Of the rich furnishings, by ébénistes of the calibre of Bernard II van Risamburgh,[13] little has been securely identified, not even Blondel de Gagny's gilt-bronze cartel clock by Charles Cressent a Rococo sculptural composition surmounted by Father Time with his scythe.[14] Blondel was one of the first to revive the taste for the Baroque furniture of André-Charles Boulle; a medal cabinet by Boulle of the familiar design delivered to Louis XIV is already described in the hôtel in 1766[15] and by the time of his death fully twenty armoires, commodes and tables attributed to the great Boulle or his sons figured in the sale catalogue. There were Chinese lacquer cabinets and boxes, Chinese and Japanese porcelains and those of Vincennes and Sèvres, bronzes and marbles, bronze fire dogs and chimney garnitures by Coustou[16] and Auguste[17]— and 17 fine clocks.[18]
Augustin Blondel de Gagny's own refined taste in paintings ran to Flemish and Dutch old masters of the 17th and 18th century (a Van Dyck Young Man Playing a Lute, Gabriel Metsu,[19] Nicolaes Berghem, Philips Wouwerman[20], David Teniers the Younger' Prodigal Son[21]), Among his French paintings were Nicolas Poussin's Nourriture de Jupiter and Claude Lorrain's View of the Campo Vaccino, and a port capriccio,[22] all now at the Louvre.[23]
His cabinet, distributed among eleven rooms of the hôtel, was also celebrated for the number and quality of the small bronze sculptures interspersed with porcelains on tables and commodes and chimneypieces. There were the reductions of famous antiquities that would be expected, the usual paired bronze Enlèvement groups after Giambologna and François Girardon, and sculptures by Michel Anguier.[24] Among the refined small bronzes that furnished his apartments was Robert Le Lorrain's Andromeda, now at the Louvre;[25] Le Lorrain's other sculptures in the collection have not been traced: marble busts of a Faun and a Dryad and of Ganymede and Flora in the staircase, and bronzes Air, A Childand two busts of women .[26]
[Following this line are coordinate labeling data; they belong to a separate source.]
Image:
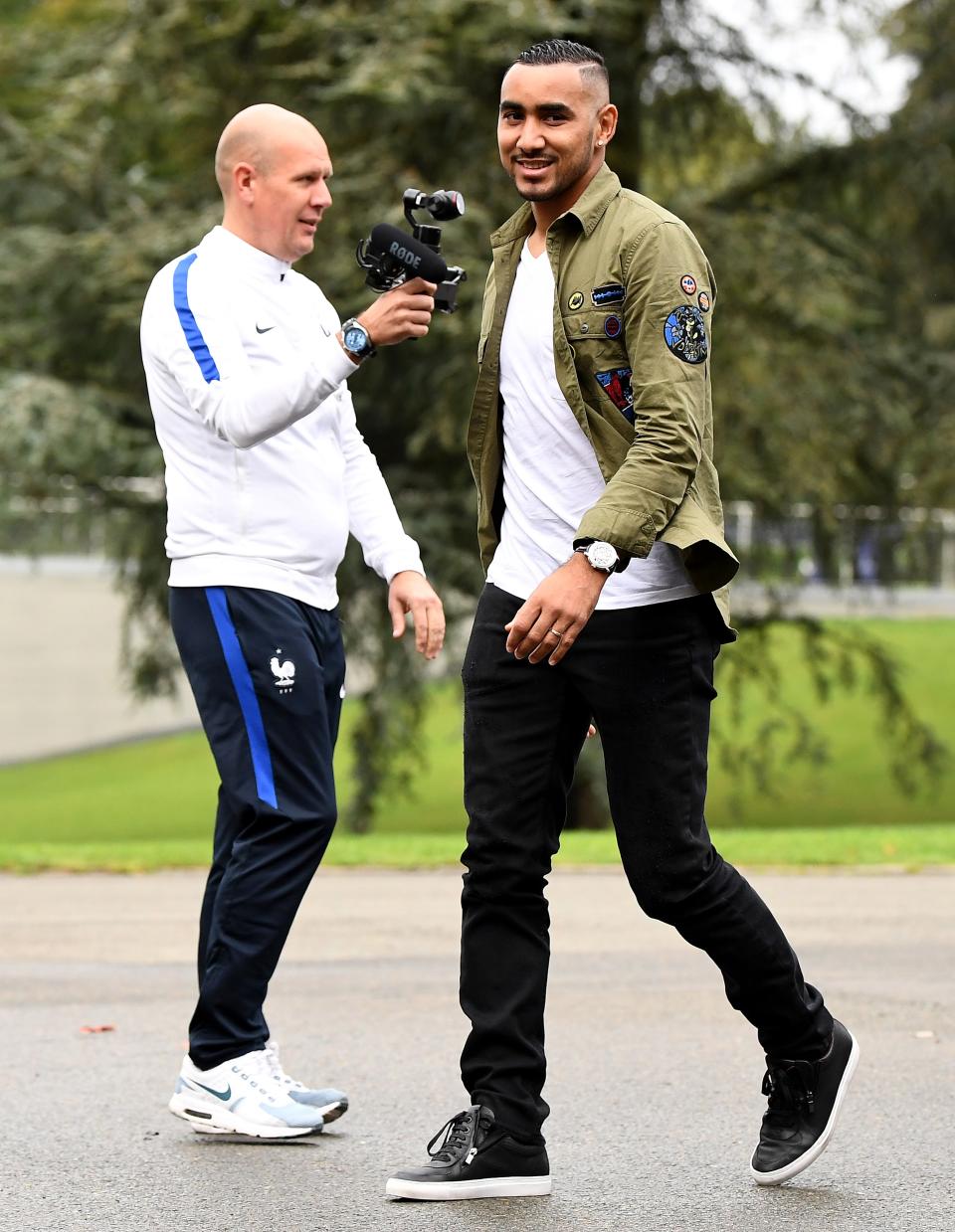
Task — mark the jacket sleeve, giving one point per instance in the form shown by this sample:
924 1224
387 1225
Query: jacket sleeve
667 314
372 517
241 400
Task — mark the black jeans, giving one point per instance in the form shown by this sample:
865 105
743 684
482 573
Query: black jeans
267 671
645 675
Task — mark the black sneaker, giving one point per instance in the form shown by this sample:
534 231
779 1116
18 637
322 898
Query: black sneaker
805 1098
475 1159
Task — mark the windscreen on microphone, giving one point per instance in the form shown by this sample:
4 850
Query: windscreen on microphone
408 253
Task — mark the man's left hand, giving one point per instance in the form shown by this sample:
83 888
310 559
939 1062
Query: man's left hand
547 624
411 592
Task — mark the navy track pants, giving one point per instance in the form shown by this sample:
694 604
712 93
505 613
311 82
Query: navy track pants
268 675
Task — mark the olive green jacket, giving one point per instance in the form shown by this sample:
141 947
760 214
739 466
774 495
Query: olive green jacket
633 325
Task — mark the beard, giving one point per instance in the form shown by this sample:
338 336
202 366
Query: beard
568 176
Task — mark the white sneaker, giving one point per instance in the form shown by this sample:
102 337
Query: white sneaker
241 1097
326 1101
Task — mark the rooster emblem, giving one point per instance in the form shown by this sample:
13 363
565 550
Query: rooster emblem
284 673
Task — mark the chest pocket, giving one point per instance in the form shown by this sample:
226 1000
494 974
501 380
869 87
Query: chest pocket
595 329
600 356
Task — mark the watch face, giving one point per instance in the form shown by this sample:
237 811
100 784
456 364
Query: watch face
602 556
356 340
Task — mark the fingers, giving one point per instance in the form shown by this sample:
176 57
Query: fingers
411 594
429 626
543 638
396 609
402 313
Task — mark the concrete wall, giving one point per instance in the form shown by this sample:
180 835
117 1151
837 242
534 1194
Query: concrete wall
61 686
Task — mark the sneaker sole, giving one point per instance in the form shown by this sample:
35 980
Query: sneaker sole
330 1112
819 1145
221 1120
456 1190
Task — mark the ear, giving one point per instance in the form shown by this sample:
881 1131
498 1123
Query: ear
243 180
607 123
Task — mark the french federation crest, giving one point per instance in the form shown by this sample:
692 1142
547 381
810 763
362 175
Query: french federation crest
685 334
616 385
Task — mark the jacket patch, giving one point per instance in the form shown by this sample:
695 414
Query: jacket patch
685 334
615 383
612 293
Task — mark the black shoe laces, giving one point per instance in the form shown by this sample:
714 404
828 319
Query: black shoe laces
459 1138
790 1088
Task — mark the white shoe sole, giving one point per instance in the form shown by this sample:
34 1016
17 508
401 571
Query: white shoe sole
220 1120
819 1145
455 1190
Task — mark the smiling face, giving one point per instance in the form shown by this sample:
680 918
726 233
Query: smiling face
553 125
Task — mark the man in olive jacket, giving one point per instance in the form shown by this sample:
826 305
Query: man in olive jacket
600 529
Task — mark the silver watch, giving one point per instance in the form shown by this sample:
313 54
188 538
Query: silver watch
600 556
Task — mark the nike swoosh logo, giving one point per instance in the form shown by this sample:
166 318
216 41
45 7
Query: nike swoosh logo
220 1094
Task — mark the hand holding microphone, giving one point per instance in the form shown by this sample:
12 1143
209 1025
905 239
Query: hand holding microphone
404 312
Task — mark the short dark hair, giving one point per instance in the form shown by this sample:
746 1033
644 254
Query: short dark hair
564 51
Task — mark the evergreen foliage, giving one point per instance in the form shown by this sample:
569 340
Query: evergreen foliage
836 325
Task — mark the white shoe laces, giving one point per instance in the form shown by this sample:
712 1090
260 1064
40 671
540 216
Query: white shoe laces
277 1071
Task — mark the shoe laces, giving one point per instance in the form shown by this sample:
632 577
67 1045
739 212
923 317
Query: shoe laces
456 1138
789 1088
277 1071
257 1071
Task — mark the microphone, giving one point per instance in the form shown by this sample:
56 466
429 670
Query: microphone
407 253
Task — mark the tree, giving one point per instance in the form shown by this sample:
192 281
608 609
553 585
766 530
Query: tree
108 113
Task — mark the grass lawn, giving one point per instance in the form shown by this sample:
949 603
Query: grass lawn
149 804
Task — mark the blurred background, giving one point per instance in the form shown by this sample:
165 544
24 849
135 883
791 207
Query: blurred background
810 147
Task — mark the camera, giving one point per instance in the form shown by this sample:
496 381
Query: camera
391 257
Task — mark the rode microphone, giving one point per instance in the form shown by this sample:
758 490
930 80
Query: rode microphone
397 253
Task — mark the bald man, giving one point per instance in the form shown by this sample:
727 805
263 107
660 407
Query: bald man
600 527
267 474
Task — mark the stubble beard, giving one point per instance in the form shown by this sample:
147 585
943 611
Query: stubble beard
567 180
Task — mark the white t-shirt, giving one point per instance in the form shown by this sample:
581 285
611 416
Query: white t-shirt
267 470
551 473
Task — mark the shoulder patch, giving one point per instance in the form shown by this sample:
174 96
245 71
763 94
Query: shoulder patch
612 293
685 334
616 385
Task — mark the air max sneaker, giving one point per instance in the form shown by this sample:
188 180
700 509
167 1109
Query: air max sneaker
471 1157
805 1098
326 1101
241 1097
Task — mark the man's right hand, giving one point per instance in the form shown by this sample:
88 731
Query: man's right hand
404 312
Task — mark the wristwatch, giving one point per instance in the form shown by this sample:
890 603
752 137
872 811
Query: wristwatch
600 556
356 339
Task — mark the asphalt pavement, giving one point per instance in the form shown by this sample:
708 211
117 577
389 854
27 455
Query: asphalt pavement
654 1079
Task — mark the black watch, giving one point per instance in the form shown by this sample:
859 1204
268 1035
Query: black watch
356 339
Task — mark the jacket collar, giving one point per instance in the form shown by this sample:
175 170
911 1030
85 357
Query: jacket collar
588 210
234 251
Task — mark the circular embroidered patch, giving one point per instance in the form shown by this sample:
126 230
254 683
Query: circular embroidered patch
685 334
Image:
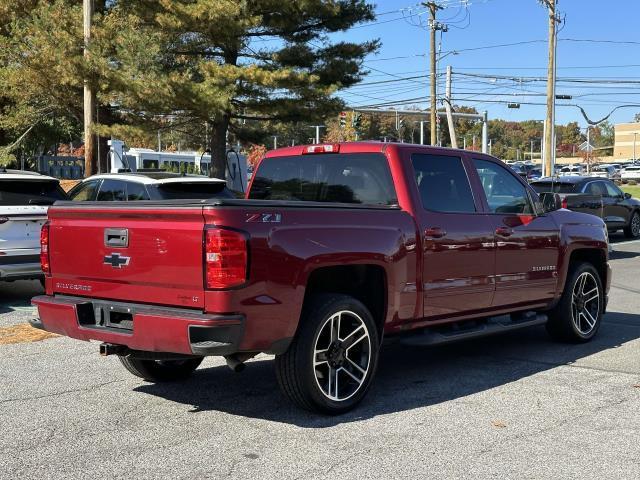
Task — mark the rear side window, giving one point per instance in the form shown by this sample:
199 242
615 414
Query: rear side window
556 187
443 183
112 191
362 178
190 191
136 191
30 192
85 191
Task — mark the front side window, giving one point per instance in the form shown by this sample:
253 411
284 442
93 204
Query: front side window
443 183
505 194
362 178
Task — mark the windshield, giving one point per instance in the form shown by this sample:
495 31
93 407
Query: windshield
30 192
343 178
190 191
555 187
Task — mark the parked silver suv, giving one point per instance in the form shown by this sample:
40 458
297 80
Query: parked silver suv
24 200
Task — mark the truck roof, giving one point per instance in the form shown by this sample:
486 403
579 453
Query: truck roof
358 147
149 178
9 174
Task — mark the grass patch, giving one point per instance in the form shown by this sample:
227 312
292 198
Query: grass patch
634 190
23 333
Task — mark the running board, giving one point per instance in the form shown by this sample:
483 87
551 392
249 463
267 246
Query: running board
457 332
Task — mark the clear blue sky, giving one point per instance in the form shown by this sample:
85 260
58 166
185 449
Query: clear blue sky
493 22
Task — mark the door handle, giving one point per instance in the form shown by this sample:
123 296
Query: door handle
504 231
435 232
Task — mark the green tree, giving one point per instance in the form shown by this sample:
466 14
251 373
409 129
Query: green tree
224 62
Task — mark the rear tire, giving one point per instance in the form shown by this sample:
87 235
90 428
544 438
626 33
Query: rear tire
633 230
161 370
578 315
332 360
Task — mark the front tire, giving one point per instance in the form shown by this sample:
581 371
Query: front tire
578 315
332 360
161 370
633 230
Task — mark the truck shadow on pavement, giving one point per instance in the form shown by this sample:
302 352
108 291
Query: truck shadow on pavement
407 377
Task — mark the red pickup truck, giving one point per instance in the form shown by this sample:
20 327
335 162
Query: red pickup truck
335 247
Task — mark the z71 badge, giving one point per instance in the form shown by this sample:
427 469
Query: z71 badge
264 218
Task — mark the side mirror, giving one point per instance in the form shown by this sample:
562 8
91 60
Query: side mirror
550 202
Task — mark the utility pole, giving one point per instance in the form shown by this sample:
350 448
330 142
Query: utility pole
89 95
447 106
549 134
433 26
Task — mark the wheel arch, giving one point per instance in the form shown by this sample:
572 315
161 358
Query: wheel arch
365 282
595 257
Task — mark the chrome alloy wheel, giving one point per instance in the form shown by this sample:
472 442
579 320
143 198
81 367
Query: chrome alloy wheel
342 355
585 303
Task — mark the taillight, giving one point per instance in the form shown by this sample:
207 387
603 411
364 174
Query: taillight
44 249
226 258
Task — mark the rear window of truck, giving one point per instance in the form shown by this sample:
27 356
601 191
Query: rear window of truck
341 178
556 187
30 192
193 190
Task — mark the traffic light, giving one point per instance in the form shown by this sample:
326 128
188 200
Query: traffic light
355 120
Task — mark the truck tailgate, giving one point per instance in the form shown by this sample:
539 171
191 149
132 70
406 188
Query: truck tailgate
151 254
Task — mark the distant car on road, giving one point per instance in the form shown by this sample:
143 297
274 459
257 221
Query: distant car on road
631 172
597 196
605 171
24 200
571 170
148 185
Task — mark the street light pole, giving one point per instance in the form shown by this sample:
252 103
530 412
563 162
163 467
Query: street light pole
549 139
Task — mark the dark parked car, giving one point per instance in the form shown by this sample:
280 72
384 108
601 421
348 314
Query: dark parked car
619 210
157 185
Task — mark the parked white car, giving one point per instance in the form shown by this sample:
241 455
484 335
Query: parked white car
605 171
631 173
24 200
571 170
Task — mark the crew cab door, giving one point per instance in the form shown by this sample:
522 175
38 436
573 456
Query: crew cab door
457 238
526 242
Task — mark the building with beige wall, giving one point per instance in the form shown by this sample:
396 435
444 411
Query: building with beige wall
626 135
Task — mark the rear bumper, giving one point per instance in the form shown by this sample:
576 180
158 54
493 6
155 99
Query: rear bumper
153 328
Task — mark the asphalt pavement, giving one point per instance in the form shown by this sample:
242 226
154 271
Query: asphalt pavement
512 406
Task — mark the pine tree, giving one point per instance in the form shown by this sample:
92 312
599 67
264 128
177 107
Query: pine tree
228 62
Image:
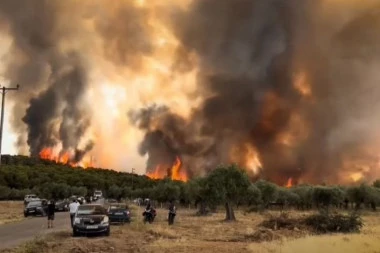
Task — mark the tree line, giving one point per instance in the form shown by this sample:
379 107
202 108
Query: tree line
227 185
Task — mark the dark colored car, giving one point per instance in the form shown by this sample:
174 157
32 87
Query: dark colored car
37 207
62 205
119 213
91 219
149 215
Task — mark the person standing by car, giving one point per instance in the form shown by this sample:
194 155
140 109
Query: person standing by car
50 213
73 209
172 213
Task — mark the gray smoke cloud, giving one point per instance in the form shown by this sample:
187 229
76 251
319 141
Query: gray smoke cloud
57 79
48 58
249 52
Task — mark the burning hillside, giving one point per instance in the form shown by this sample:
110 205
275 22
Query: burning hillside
285 89
174 172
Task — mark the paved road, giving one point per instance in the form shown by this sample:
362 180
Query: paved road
13 234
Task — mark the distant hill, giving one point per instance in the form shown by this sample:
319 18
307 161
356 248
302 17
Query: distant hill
20 175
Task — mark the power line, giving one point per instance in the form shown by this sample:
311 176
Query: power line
3 91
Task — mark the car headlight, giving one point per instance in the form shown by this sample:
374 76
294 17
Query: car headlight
105 220
76 221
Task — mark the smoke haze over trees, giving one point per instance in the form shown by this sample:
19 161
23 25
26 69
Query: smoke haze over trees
286 89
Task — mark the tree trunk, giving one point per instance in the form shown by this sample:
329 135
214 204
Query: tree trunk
230 215
202 209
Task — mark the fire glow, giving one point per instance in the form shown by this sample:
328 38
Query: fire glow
289 183
63 158
174 172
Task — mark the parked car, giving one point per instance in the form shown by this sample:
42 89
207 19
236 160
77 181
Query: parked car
119 213
62 205
81 200
98 195
36 207
29 197
91 219
112 201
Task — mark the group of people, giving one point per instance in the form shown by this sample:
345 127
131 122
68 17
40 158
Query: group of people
73 207
150 213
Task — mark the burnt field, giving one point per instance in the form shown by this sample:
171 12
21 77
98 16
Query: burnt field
211 233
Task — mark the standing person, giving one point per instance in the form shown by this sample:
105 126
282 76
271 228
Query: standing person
50 213
73 209
172 213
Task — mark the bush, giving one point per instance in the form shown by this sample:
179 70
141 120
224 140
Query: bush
325 222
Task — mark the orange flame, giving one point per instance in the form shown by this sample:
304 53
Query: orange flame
289 183
175 172
64 158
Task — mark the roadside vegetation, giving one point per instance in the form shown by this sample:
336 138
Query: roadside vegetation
267 217
210 233
228 186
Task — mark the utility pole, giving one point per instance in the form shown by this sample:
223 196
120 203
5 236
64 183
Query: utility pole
133 175
133 172
3 91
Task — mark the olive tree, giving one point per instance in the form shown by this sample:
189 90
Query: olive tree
227 184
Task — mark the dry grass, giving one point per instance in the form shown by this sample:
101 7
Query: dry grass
208 234
11 211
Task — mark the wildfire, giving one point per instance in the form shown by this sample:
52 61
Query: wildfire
64 158
174 172
289 183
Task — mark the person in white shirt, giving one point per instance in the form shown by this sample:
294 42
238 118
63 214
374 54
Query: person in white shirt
73 209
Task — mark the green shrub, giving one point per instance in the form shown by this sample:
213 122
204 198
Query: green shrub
324 222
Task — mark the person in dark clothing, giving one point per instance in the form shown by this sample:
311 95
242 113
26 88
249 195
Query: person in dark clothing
172 213
50 213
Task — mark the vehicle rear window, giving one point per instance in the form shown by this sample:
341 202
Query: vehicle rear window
91 210
34 203
118 207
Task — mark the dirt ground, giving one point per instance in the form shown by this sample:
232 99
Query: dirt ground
209 234
11 211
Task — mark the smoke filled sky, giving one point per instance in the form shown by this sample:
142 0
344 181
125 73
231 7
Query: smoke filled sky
283 88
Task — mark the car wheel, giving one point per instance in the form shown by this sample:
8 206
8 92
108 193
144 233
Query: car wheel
75 233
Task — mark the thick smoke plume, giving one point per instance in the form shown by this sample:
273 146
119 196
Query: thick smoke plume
280 81
283 88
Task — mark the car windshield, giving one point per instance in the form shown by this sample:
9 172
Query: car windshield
118 207
90 210
34 203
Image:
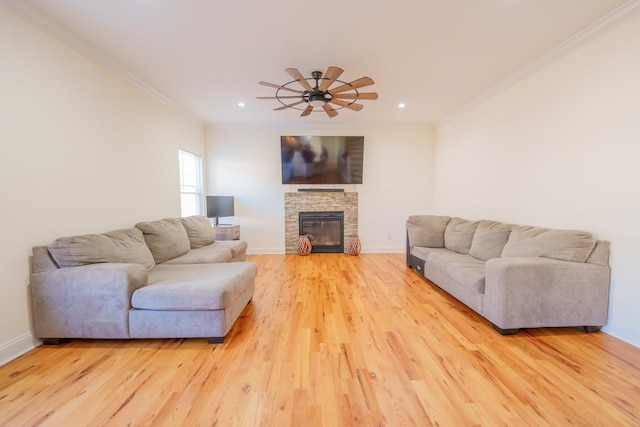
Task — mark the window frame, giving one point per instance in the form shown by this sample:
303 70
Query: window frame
189 189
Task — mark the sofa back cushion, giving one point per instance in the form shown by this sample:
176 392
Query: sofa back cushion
458 235
427 230
489 239
166 238
199 231
565 245
121 246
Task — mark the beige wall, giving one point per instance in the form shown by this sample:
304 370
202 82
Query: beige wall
397 182
80 152
559 149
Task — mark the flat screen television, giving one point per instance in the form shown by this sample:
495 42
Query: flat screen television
218 206
322 159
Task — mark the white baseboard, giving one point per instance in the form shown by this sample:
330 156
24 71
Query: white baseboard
17 347
625 334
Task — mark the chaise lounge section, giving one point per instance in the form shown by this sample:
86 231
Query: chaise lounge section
160 279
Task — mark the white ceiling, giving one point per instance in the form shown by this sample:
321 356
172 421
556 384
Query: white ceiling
437 56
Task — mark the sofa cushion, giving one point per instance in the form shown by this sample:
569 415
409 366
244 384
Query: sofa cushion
468 275
565 245
204 255
194 286
166 238
489 239
458 235
441 260
199 230
427 230
120 246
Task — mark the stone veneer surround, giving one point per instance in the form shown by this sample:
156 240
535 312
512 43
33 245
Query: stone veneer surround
305 201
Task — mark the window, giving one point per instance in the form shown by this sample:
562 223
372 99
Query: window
191 188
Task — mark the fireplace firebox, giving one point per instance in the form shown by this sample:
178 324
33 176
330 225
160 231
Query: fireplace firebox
324 229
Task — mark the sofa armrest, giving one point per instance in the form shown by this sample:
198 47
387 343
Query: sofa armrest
90 301
524 292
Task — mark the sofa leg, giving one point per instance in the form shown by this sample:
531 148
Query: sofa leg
506 331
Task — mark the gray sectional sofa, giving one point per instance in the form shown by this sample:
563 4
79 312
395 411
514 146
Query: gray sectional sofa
160 279
514 276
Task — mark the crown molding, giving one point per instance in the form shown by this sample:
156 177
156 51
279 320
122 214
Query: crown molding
620 15
72 40
320 127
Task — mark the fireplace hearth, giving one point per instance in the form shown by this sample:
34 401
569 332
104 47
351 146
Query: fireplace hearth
324 229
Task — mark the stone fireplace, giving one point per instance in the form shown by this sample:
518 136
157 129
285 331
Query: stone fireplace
324 202
324 229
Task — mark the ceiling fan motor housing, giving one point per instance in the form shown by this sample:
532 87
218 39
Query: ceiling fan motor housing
322 94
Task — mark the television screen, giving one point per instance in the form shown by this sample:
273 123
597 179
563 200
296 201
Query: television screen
322 159
219 206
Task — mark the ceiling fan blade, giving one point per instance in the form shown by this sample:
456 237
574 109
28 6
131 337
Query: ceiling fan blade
329 110
307 111
351 106
293 72
278 97
356 84
329 77
360 95
280 87
289 105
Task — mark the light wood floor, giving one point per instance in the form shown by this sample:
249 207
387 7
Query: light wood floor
334 340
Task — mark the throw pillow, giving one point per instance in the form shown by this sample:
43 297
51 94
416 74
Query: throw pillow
199 230
166 238
489 239
427 230
459 234
122 246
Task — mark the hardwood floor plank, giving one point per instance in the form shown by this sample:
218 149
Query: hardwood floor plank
334 340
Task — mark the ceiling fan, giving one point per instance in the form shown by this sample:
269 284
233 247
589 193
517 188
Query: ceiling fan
321 95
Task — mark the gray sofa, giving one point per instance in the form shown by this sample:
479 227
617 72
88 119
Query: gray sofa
161 279
514 276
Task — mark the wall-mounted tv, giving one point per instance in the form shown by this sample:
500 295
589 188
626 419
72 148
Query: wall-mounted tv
322 159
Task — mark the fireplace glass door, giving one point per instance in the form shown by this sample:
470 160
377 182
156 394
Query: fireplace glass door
324 229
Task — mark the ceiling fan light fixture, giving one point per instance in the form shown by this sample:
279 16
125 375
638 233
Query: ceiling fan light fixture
317 100
324 96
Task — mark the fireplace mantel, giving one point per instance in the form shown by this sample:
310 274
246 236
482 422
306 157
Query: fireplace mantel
297 202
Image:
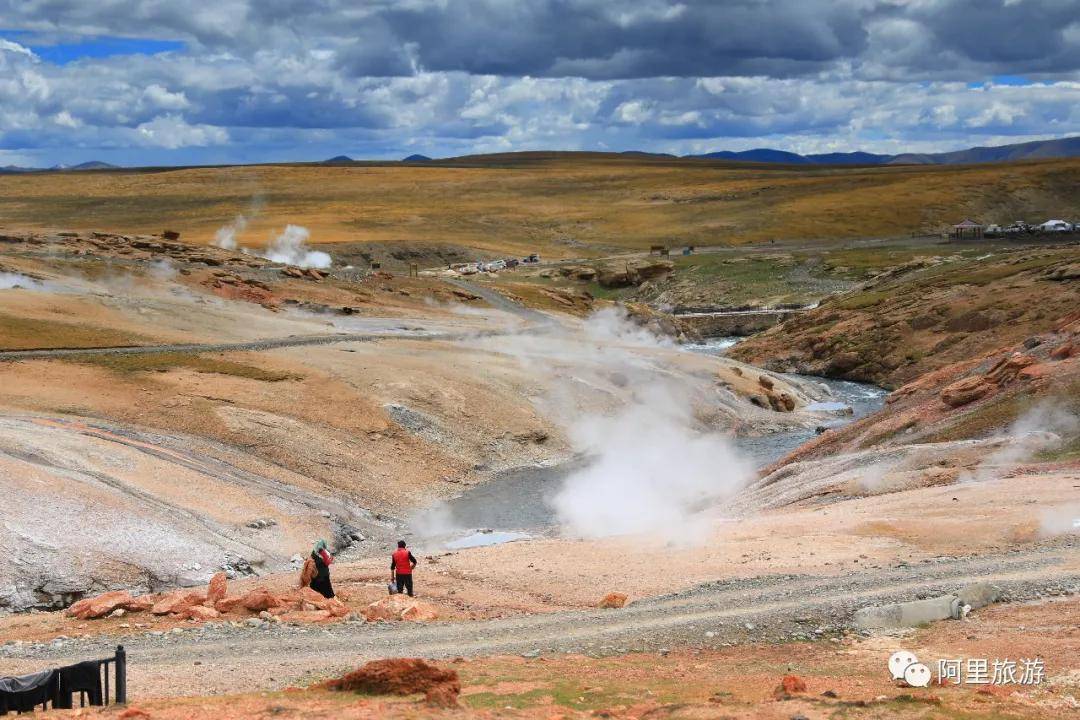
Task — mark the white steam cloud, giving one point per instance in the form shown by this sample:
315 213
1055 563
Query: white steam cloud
653 467
1042 428
291 248
288 247
14 280
226 235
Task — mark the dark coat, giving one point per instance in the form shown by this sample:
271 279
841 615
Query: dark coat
321 583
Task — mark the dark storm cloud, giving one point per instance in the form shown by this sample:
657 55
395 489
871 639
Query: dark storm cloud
446 77
606 40
602 39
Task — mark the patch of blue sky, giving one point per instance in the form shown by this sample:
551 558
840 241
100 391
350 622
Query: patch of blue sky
62 53
1016 80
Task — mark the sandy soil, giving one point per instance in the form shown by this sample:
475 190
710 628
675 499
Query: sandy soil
844 679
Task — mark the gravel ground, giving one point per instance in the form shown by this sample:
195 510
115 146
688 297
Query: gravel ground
229 657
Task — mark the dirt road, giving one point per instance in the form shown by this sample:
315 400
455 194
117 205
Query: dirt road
218 659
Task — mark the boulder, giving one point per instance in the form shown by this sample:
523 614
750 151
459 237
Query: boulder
258 600
1064 352
396 607
419 612
979 595
200 612
139 603
100 606
613 600
306 616
1007 369
177 601
790 684
218 587
227 605
403 676
964 391
612 277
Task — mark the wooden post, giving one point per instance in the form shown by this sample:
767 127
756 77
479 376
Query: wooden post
121 676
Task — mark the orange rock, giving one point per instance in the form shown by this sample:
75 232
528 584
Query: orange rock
139 603
790 684
306 616
312 597
177 601
1064 352
404 676
336 608
201 612
259 599
419 613
100 606
613 600
964 391
227 605
401 607
218 587
1040 370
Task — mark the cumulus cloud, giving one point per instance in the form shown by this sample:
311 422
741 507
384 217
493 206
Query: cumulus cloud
173 132
273 81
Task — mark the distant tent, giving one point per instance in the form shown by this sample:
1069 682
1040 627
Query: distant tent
968 228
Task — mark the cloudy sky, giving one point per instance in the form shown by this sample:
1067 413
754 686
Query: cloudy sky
167 82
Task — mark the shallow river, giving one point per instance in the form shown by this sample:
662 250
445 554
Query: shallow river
517 501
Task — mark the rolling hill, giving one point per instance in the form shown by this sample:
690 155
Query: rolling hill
559 204
1068 147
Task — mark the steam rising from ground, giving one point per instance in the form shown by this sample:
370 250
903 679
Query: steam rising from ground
1042 428
288 247
653 465
291 248
13 280
226 235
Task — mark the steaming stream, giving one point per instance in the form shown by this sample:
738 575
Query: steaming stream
520 501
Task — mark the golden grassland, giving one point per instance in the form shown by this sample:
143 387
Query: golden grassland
559 204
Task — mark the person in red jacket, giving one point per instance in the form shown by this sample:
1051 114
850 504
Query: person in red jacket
402 564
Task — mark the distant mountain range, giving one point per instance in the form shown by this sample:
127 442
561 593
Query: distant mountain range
93 164
1068 147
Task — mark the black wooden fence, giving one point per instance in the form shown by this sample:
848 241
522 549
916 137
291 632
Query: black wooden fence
92 680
He also purchased the little château de Garges which he rebuilt in neoclassical taste by Pierre Contant d'Ivry; it was modified in the 19th century and has been demolished.[27]
By terms of his will (9 July 1776) the collection was sold to provide capital for his grandchildren.[28] The sum of 405,741 livres was raised by the series of auctions. Louis XVI himself was among the purchasers. Further works of art from his collection appeared in sales of October and November 1783[29] of his only son, Barthélemy-Augustin Blondel d’Azincourt (1719— 1783), who bought in at the sales a portion of his father’s collection.[30]